Pitesai è l’acronimo di “Piano per la transizione energetica sostenibile delle aree idonee”: il titolo assurdo ed incomprensibile di un Piano nazionale, rocambolescamente approvato ieri dal Ministro della Transizione Ecologica, che individua le aree dove si possono svolgere attività di ricerca, prospezione e coltivazione degli idrocarburi. Nella mappa del Piano sono indicati in azzurro gli ambiti in cui si può trivellare, a terra o a mare, fino al confine delle acque territoriali Italiane.
PitesaiIl Pitesai è entrato in vigore solo ora, dopo che ben quattro anni fa venne lanciato da una norma specifica (anch’essa dal titolo bizzarro, se pensiamo al tempo impiegato per approvarlo): “Disposizioni urgenti in materia di sostegno e semplificazione per le imprese e per la pubblica amministrazione”.
Oltre al brutto titolo il Pitesai è carente anche per i suoi contenuti: nonostante il lungo periodo di gestazione è pieno zeppo di difetti e contraddizioni. Per rispettare la normativa e definire gli ambiti compatibili con le trivelle il Pitesai avrebbe dovuto considerare tutte le caratteristiche ambientali (con particolare riferimento all’assetto idrogeologico), oltre che sociali, industriali, urbanistiche. In mare il Piano avrebbe dovuto considerare le rotte marine, la pescosità e l’interferenza sulle fascie costiere. Ma subito guardando la mappa, chiunque abbia un minimo di cultura, si rende immediatamente conto che tra i territori idonei (in azzurro) ci sono quelli meni indicati di tutti: lungo la fascia costiera nord-adriatica, dove l`abbassamento del suolo determinato dalla coltivazione dei giacimenti di metano (subsidenza) sta causando l`erosione delle spiagge e mette a rischio la maggiore filiera turistica europea (Laguna Veneta, Romagna, ecc.). Oltre a questo ci sono diversi altri ambienti sensibili che il Pitesai non ha tutelato (insediamenti, parchi e riserve naturali, ecc.). In pratica per definire le zone idonee all’attività petrolifera il Ministero della Transizione Ecologica (la Commissione tecnica VAS-VIA) non ha rispettato la normativa, applicando soprattutto i criteri dei petrolieri: le zone per trivellare sono quelle dove ci sono giacimenti.
Il Pitesai in pratica è stato approvato in uno scenario completamente diverso da quello in cui venne previsto nel 2018: i ritardi accumulati lo hanno reso obsoleto subito appena approvato; lo stesso avvenne nel 2020 con il Piano nazionale integrato energia e clima (Pniec; venne disconosciuto da tutti in pochi giorni dopo l’approvazione, perché inadeguato ed incompleto).
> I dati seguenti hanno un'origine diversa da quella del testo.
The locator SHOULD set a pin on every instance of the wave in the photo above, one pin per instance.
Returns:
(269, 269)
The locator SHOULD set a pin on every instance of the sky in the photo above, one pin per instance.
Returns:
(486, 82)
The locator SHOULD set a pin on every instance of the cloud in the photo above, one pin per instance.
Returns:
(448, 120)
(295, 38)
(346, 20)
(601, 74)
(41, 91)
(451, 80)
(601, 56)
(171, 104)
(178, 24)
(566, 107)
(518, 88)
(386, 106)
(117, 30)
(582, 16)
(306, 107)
Per la transizione energetica serve una visione più lungimirante ed integrata. Per rimediare a questi errori strategici ora bisognerebbe aggiornare velocemente il Pniec, che per definizione dovrebbe essere “integrato” sia con il Pitesai, sia con la mappatura degli ambiti sensibili, non idonei ad accettare le infrastrutture e gli impianti energetici (centrali, elettrodotti, gasdotti, sistemi di accumulo, ecc.).